Mais ce populisme peut aussi avoir l'effet inverse et renforcer cette dissidence électorale...

Le risque est réel. La configuration de l'élection de 2007 est inédite, en termes de candidats, de générations, de registres de langage. Cette offre politique renouvelée peut constituer une réponse à la dissidence électorale, qui ne peut plus augmenter sans ébranler le système. Elle peut également sonner le triomphe de Jean-Marie Le Pen, accusé pendant des années de tenir un langage populiste et qui voit aujourd'hui les autres candidats s'aligner sur un registre comparable. Le niveau de séduction exercée par les idées de Le Pen se situe dans les eaux hautes de la période de cohabitation. Son premier succès, c'est 1988. Si en 2007, le vote Le Pen se maintient à un haut niveau, même s'il ne parvient pas au second tour, alors qu'il n'y a pas eu de cohabitation, il faudra penser que les causes du vote FN sont bien plus profondes. La dissidence électorale érode, au final, la légitimité du gagnant... En 2002, la dissidence représentait plus de 51 % des inscrits, contre 19,4 % en 1974... Les gagnants se partagent donc 49 % des suffrages. Au final, celui qui est élu n'a rassemblé que 10 % ou 15 % des inscrits au premier tour. 2002 n'est pas un accident. Déjà, lors des législatives de 1997, la dissidence électorale rassemblait plus de la moitié des inscrits, avec 52,4 %. Le record de dissidence électorale s'établit aux législatives de juin 2002 avec 55,8 % des inscrits. Donc après le 21 avril 2002, qui pouvait laisser supposer un sursaut électoral. Evidemment, dans la dissidence électorale, l'abstention domine. Mais, au premier tour de la présidentielle, l'abstention comptait pour le quart de la dissidence électorale en 1981 pour seulement un peu plus de la moitié en 2002. Ce qui fait que la dissidence électorale a augmenté depuis 1988 à chaque élection, c'est d'abord le vote pour l'extrême droite. C'est ensuite le vote pour l'extrême gauche, avec un record en 2002.
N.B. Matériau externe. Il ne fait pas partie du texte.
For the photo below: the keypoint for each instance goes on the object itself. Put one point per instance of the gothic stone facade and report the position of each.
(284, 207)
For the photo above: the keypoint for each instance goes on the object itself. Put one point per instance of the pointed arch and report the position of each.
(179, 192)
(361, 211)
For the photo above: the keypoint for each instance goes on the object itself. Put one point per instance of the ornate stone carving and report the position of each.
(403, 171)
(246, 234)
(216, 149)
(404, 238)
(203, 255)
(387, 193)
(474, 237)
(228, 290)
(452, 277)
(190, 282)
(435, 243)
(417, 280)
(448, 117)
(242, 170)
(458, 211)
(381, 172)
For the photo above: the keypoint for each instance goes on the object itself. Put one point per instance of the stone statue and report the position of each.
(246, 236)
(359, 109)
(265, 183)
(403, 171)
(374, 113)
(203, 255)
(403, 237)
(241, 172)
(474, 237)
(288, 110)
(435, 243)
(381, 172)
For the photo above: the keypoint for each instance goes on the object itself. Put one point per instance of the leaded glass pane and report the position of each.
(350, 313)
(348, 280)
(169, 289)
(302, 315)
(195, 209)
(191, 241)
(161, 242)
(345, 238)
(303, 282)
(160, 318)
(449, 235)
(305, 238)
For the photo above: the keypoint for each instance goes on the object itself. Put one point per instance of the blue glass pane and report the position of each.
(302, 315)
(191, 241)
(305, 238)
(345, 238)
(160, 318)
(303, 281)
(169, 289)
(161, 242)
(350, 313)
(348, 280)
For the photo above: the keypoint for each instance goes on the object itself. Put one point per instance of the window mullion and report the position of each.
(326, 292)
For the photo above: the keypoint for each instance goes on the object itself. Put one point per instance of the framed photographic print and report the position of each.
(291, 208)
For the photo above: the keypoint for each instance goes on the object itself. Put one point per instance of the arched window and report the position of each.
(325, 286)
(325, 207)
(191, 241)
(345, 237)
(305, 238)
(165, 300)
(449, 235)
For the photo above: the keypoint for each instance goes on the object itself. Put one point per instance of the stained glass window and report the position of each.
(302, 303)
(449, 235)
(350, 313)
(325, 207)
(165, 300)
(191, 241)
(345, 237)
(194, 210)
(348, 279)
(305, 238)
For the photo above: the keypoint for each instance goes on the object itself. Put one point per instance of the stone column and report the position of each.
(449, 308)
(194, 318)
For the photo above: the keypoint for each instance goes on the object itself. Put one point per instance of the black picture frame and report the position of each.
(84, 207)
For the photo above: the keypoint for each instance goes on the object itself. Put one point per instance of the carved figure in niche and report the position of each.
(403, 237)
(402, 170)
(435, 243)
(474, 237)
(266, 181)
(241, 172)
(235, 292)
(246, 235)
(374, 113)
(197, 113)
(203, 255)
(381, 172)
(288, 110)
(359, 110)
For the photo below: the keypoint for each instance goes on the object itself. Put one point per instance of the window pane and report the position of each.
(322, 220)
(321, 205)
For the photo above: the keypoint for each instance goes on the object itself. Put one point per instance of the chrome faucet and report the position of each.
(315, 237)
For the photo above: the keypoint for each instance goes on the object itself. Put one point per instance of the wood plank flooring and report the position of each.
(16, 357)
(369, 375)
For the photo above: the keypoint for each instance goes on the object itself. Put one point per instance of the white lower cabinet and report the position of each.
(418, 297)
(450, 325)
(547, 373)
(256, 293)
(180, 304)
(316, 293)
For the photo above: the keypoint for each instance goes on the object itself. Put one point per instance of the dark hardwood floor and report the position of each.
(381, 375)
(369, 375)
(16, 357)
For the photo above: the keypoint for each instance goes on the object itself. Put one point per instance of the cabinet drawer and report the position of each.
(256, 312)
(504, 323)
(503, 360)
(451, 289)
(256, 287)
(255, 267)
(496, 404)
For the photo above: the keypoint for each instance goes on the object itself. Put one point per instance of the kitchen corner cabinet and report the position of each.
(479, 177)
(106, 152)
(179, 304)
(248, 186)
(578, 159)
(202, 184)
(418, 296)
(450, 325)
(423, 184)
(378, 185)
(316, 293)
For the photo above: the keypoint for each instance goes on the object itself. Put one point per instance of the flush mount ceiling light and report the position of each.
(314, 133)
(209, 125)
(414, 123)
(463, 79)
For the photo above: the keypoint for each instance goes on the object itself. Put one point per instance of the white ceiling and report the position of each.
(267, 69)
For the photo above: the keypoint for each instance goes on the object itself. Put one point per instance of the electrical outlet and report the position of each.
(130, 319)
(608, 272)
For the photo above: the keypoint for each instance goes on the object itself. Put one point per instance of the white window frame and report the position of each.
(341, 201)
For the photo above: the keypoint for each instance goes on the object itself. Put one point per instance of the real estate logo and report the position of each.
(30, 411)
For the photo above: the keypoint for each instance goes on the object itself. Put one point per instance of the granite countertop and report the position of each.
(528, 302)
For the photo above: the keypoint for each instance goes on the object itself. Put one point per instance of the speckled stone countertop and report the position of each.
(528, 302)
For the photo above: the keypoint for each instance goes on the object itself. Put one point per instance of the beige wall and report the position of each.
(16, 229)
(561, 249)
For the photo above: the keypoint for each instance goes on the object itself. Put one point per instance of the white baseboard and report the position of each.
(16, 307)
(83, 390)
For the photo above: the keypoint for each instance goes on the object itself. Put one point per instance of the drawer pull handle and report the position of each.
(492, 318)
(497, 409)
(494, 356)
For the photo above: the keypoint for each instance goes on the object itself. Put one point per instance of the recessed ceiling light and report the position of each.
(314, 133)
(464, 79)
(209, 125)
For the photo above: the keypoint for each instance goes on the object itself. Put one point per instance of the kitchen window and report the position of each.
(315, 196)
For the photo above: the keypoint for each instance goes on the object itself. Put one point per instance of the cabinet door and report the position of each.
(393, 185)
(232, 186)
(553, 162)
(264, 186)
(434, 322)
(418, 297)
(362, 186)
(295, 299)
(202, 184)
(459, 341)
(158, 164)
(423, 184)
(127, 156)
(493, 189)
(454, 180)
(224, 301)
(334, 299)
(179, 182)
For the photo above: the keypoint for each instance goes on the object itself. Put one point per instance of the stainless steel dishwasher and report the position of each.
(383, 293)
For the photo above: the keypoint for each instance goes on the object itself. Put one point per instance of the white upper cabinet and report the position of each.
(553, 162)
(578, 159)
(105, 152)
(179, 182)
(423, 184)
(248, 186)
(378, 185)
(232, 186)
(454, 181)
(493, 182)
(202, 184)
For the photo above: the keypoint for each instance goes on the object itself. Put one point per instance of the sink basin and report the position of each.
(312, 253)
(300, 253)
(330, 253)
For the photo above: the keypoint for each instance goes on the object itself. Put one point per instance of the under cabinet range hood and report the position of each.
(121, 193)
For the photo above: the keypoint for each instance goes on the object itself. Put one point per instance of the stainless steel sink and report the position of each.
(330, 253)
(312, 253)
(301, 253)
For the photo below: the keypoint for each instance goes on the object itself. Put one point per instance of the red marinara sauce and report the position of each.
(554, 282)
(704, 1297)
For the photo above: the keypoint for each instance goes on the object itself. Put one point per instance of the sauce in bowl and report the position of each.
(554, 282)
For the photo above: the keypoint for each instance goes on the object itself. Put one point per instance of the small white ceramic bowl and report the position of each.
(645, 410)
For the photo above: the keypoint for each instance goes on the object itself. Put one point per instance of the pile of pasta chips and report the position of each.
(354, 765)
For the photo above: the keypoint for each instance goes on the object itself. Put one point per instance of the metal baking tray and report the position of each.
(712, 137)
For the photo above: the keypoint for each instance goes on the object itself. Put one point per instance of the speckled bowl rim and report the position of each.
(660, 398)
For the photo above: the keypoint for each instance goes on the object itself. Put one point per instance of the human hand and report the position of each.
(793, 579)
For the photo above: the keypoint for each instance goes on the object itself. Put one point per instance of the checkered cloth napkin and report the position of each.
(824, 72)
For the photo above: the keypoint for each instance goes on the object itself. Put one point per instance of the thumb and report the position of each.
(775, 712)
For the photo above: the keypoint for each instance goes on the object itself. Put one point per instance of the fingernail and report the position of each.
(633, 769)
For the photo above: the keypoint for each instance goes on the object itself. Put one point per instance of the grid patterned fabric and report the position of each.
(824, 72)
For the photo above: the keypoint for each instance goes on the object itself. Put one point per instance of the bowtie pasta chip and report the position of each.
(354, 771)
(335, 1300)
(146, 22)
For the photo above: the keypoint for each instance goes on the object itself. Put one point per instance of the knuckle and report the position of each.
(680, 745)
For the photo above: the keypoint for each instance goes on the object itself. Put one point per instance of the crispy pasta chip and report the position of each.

Si les électeurs jugent que le système politique n'est plus en mesure d'améliorer leur existence, ils se retirent du jeu, via l'abstention, ou en critiquent le fonctionnement, via le blanc ou les votes protestataires. Pour certains, c'est un renoncement. Les électeurs considèrent que le vote n'est pas en mesure de déterminer la politique appliquée au pays. La dissidence électorale constitue la première étape d'une crise plus grave. Elle ne constitue pas le stade suprême de la crise. Elle s'exprime au coeur d'un système régulé par l'élection avec une proportion croissante de scepticisme. Mais l'ensemble du système s'ordonne toujours autour de l'élection. L'étape suivante serait que cette dissidence s'exprime en dehors du champ électoral. Aujourd'hui, tout continue encore à se jouer autour de l'élection présidentielle, qui est mise en scène comme notre élection reine.

Qui sont ces dissidents ?

Ce n'est pas homogène. Le profil diffère suivant les types de dissidence. Le profil des dissidents qui votent pour l'extrême gauche est très différent du profil de ceux qui votent pour l'extrême droite. En terme de masse, abstentionnistes et électeurs d'extrême droite viennent avant tout des couches populaires. Ce sont les principaux pourvoyeurs de la dissidence électorale.

L'intégration dans l'Union européenne, qui donne l'impression que les décisions sont prises ailleurs, a-t-elle accéléré ce phénomène ?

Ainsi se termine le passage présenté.